Hanson will take his wife and daughter to a performance of Beethoven's Ninth at Lincoln Center tonight and have them safely home by midnight.
"I don't want any strangers kissing my teen-age daughter on the street," he said with a laugh.
Home, always popular with those leery or weary of enforced New Year's Eve gaity, is particularly appealing this year.
"I thought it would be Times Square, everyone out screaming their heads off," said Amitai Etzione, the George Washington University professor who directs the Institute for Communitarian Policy Studies. "But many more people are going to be celebrating with family, more so than with their community, and let alone with strangers."
It's not just on New Year's Eve, though.
"There's a retreat, a general thinning out from public events to private celebrations," Etzione said. "When you look at the Fourth of July, for example, everyone used to come out for the parade and then eat together.
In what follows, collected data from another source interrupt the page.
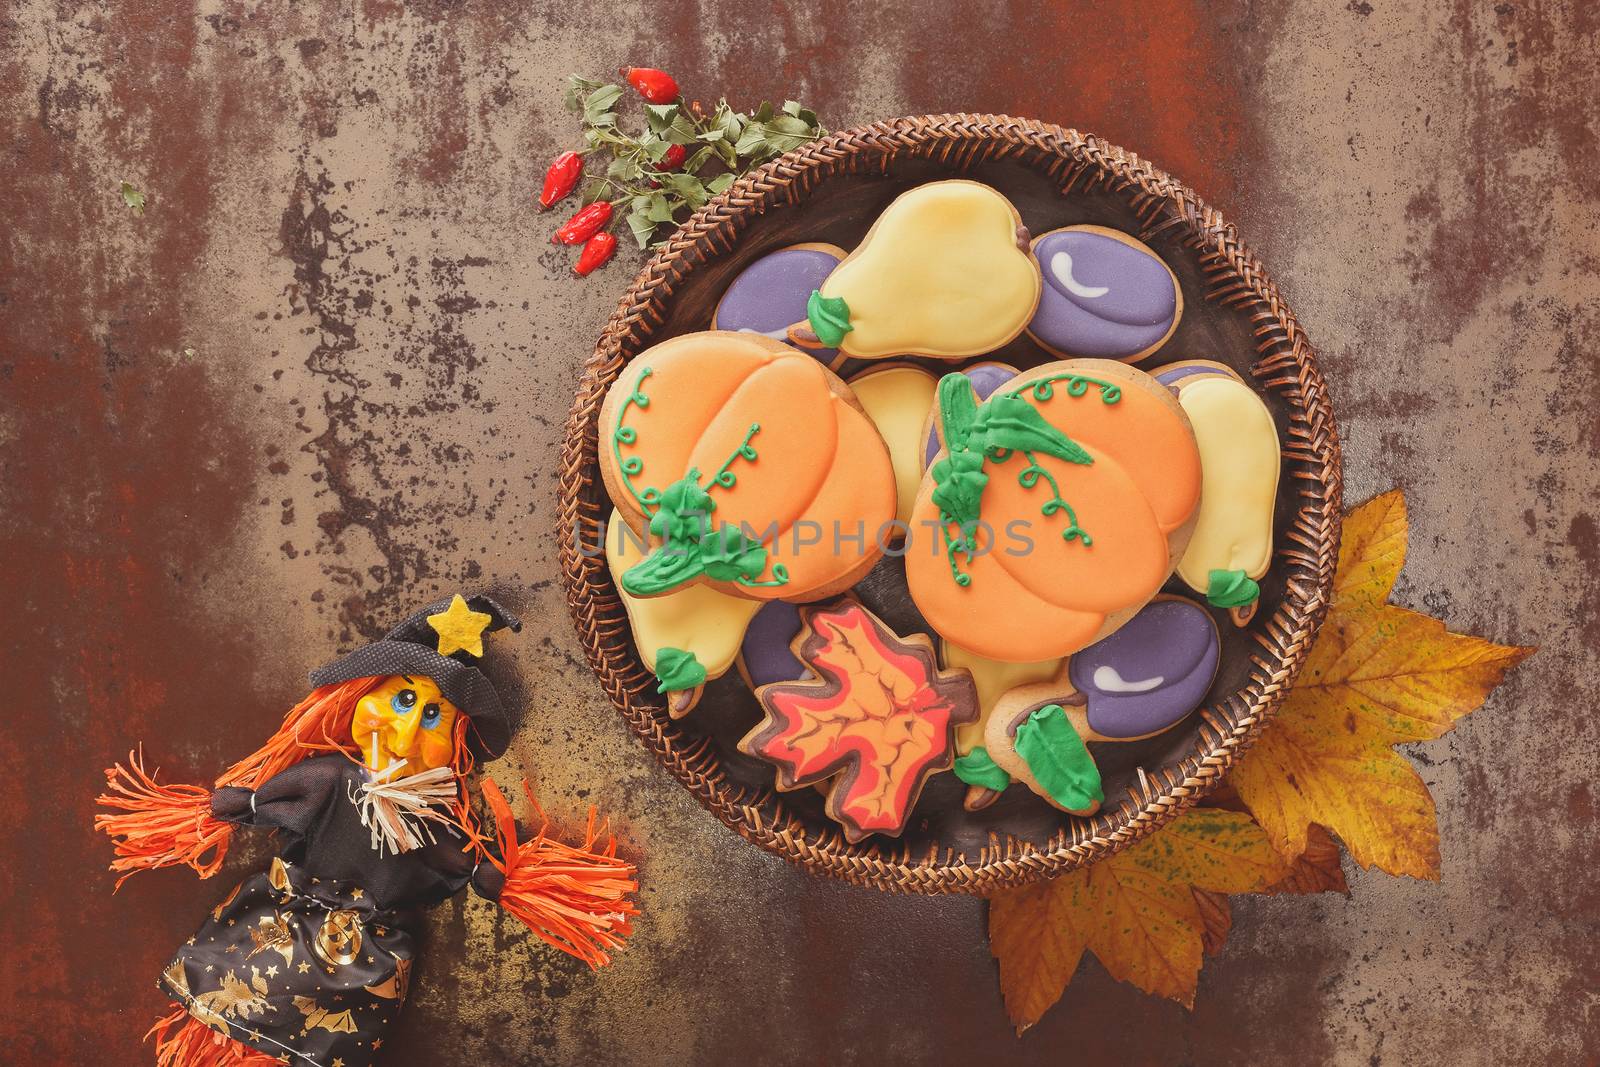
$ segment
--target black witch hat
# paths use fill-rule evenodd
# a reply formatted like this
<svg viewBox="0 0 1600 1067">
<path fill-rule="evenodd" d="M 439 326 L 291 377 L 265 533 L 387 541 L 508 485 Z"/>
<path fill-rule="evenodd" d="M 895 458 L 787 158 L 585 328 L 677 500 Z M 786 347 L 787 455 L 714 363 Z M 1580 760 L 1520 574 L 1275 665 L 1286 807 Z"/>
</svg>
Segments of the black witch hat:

Over the years, people instead have decided to have picnics in their back yards. There's an enormous unease about public spaces today."
This year, that general unease has been heightened by Y2K neuroses. Although earlier fears are waning as Y2K experts reassure the public that the airplanes will stay aloft and the lights will stay on, the past couple of weeks have brought something else to worry about -- terrorism. End-of-the-year jitters have prompted Seattle to cancel its Space Needle festivities and other cities to hold them earlier than tonight's witching hour.
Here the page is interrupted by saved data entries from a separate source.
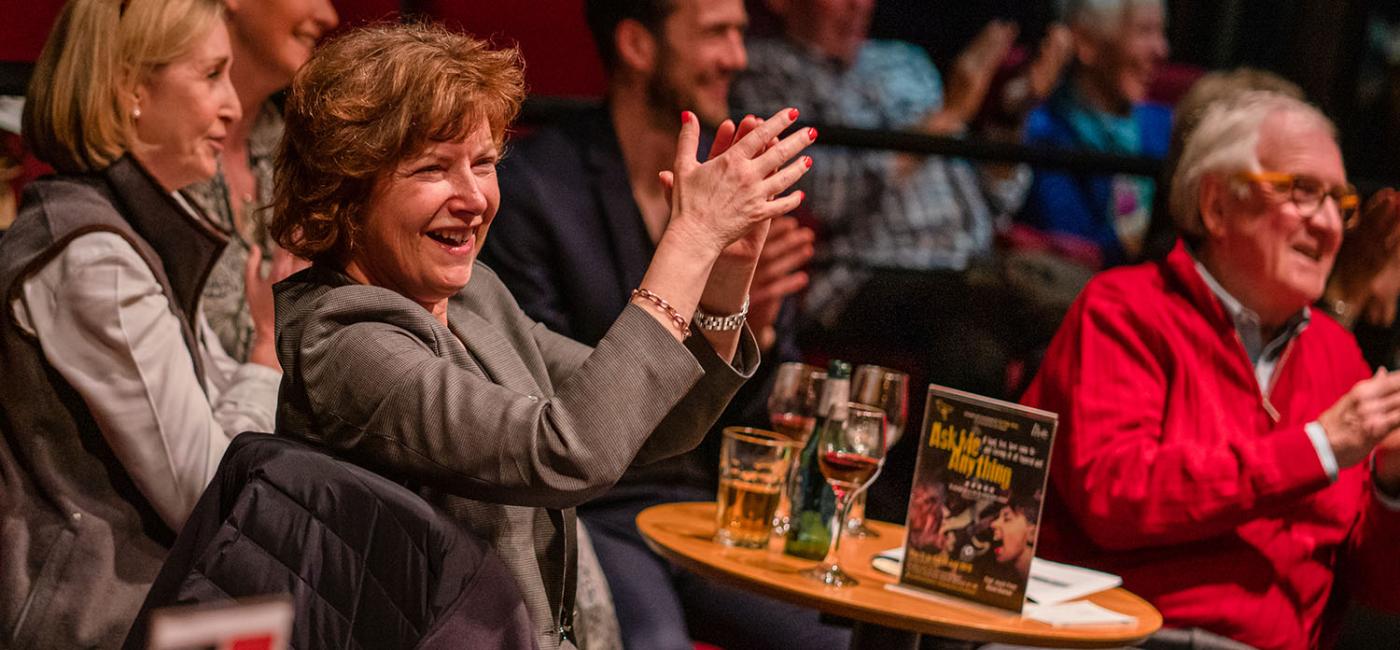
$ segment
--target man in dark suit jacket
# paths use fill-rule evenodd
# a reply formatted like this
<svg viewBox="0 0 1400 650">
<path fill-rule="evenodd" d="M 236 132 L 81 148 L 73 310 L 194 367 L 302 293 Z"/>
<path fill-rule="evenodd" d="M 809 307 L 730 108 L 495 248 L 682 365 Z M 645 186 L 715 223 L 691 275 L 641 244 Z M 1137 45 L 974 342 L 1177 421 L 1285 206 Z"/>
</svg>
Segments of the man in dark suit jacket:
<svg viewBox="0 0 1400 650">
<path fill-rule="evenodd" d="M 746 64 L 747 16 L 741 0 L 657 0 L 589 2 L 588 18 L 609 71 L 608 103 L 512 146 L 499 170 L 502 208 L 483 259 L 532 318 L 593 344 L 626 306 L 665 228 L 670 209 L 657 174 L 674 160 L 681 111 L 711 127 L 728 115 L 729 81 Z M 791 218 L 775 220 L 748 315 L 764 365 L 706 442 L 630 469 L 578 510 L 630 648 L 689 648 L 692 636 L 747 648 L 848 642 L 846 630 L 821 625 L 811 610 L 669 565 L 645 547 L 634 523 L 657 503 L 713 500 L 719 430 L 767 425 L 771 371 L 797 357 L 780 308 L 806 284 L 801 267 L 811 243 L 812 233 Z"/>
</svg>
In the end, where to be is not as important as how to be.
"There's no magic place to be," said Danny Hillis. "In a sense, the hype is so great, nothing can live up to it. It's starting to sink into people that, when you get right down to it, it's going to be just another New Year's party.
Hillis, who is part of the brain trust leading Disney into the future, spends a lot of time thinking about time. Having conceived the concept of parallel computing, which dramatically speeded up computer operations, he is among the digerati most responsible for accelerating modern life.
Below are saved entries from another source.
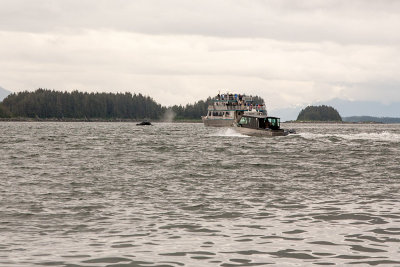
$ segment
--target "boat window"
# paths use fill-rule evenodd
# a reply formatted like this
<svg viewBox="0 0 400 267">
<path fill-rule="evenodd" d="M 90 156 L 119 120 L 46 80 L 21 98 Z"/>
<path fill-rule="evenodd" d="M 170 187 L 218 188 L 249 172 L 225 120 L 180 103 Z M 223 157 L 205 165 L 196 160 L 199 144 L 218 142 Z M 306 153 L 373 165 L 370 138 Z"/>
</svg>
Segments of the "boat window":
<svg viewBox="0 0 400 267">
<path fill-rule="evenodd" d="M 249 124 L 251 124 L 251 127 L 257 128 L 258 124 L 257 124 L 257 118 L 249 118 Z"/>
<path fill-rule="evenodd" d="M 260 118 L 258 119 L 258 128 L 265 129 L 266 119 Z"/>
<path fill-rule="evenodd" d="M 242 117 L 239 121 L 239 124 L 247 125 L 248 127 L 255 127 L 255 128 L 258 127 L 256 118 L 252 117 Z"/>
<path fill-rule="evenodd" d="M 242 118 L 240 119 L 240 121 L 239 121 L 239 124 L 242 124 L 242 125 L 248 124 L 247 118 L 246 118 L 246 117 L 242 117 Z"/>
<path fill-rule="evenodd" d="M 268 118 L 269 125 L 271 128 L 279 128 L 280 127 L 280 119 L 279 118 Z"/>
</svg>

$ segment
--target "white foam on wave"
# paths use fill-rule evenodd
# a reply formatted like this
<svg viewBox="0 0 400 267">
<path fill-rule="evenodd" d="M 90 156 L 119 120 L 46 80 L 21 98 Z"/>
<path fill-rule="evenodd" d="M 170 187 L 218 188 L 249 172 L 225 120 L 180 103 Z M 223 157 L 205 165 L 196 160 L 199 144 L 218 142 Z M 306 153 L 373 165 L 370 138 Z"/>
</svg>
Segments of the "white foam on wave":
<svg viewBox="0 0 400 267">
<path fill-rule="evenodd" d="M 244 134 L 238 133 L 232 128 L 221 128 L 221 129 L 218 129 L 218 131 L 213 133 L 213 134 L 211 134 L 211 136 L 250 137 L 248 135 L 244 135 Z"/>
<path fill-rule="evenodd" d="M 372 140 L 372 141 L 400 142 L 400 134 L 386 132 L 386 131 L 380 133 L 356 133 L 356 134 L 300 133 L 300 136 L 306 139 L 323 139 L 328 137 L 336 137 L 345 140 Z"/>
</svg>

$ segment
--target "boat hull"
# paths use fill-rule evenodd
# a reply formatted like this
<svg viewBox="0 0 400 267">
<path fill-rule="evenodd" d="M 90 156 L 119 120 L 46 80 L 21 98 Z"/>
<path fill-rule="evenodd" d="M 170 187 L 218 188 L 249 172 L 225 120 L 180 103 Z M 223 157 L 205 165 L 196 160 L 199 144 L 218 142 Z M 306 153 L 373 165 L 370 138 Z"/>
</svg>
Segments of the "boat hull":
<svg viewBox="0 0 400 267">
<path fill-rule="evenodd" d="M 245 128 L 245 127 L 235 127 L 235 131 L 238 133 L 249 135 L 249 136 L 285 136 L 287 132 L 283 129 L 279 130 L 272 130 L 272 129 L 252 129 L 252 128 Z"/>
<path fill-rule="evenodd" d="M 205 126 L 210 127 L 231 127 L 234 120 L 233 119 L 209 119 L 207 117 L 202 117 Z"/>
</svg>

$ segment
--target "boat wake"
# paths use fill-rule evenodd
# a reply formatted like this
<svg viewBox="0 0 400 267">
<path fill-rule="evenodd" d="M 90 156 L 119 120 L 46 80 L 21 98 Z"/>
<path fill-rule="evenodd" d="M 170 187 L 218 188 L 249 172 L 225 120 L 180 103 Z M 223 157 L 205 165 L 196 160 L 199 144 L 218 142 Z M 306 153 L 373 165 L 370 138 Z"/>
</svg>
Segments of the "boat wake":
<svg viewBox="0 0 400 267">
<path fill-rule="evenodd" d="M 369 140 L 369 141 L 384 141 L 384 142 L 400 142 L 400 134 L 391 132 L 380 133 L 356 133 L 356 134 L 314 134 L 314 133 L 300 133 L 301 137 L 305 139 L 324 139 L 324 138 L 338 138 L 344 140 Z"/>
<path fill-rule="evenodd" d="M 210 136 L 250 137 L 248 135 L 238 133 L 232 128 L 218 129 L 217 132 L 211 134 Z"/>
</svg>

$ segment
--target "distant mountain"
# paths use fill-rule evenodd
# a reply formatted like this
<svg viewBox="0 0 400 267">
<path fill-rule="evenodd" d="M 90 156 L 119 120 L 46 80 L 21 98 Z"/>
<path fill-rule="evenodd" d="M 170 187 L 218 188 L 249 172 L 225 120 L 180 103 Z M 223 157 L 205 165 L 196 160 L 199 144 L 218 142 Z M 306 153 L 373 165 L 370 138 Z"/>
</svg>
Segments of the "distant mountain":
<svg viewBox="0 0 400 267">
<path fill-rule="evenodd" d="M 319 102 L 320 105 L 329 105 L 337 109 L 342 117 L 372 116 L 372 117 L 399 117 L 400 103 L 388 105 L 374 101 L 350 101 L 334 98 Z"/>
<path fill-rule="evenodd" d="M 9 94 L 11 94 L 10 91 L 4 89 L 3 87 L 0 87 L 0 102 L 3 101 L 3 99 L 6 98 Z"/>
<path fill-rule="evenodd" d="M 334 107 L 342 117 L 370 116 L 370 117 L 400 117 L 400 103 L 385 105 L 374 101 L 350 101 L 334 98 L 328 101 L 315 102 L 312 105 L 327 105 Z M 268 110 L 268 114 L 280 117 L 282 121 L 296 120 L 304 107 L 292 107 Z"/>
<path fill-rule="evenodd" d="M 352 117 L 344 117 L 343 121 L 346 121 L 346 122 L 400 123 L 400 118 L 352 116 Z"/>
</svg>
And yet it is precisely this dizzying speed, Hillis believes, that makes this new year so hard to get a handle on.
"People have gotten so short-term in their thinking," he said. "Technology is changing things so quickly, it's gotten harder to imagine the future. In the past, people actually had an easier time imagining the future because computers couldn't do it for them.
"I thought about the year 2000 all the time as a kid. I used to dream about it and imagine it," said Hillis, 42, who grew up in Towson. "Kids today don't try to imagine 2050."
The year 2000 used to be shorthand for the future. People once fantasized a future of space-commuting and mylar clothing, pills for food and robots for pets. But as 2000 got close enough to touch, people started looking backward not forward, shopping for an imagined past at Restoration Hardware and arguing over who was the greatest athlete, movie or idea of the past century.
"People are looking back -- it's very retro -- rather than stepping back and taking a longer view of the future," Hillis said.
He plans to mark the moment by taking a distinctly longer view: He and fellow futurists will gather around a prototype of a millennial clock that he has designed and watch it chime twice at midnight -- for the two millennia.
The San Francisco-based group calls itself the Long Now Foundation, and it is composed of brainy, creative people like Whole Earth Catalog founder Stewart Brand and experimental musician Brian Eno. Their mission is to build a 10,000-year clock on a mountaintop in Nevada. It will mark centuries, rather than seconds, minutes and hours, moving until the next time it will chime -- three times -- Dec. 31, 2999.
If you think in cosmic time spans like that, tonight's turnover from 1999 to 2000 suddenly seems both fleeting and momentous.
"It's the end of something, but on the other hand, we'll find ourselves in the beginning of something else, which is always much more interesting," Hillis said. "We'll have this big blank sheet of paper."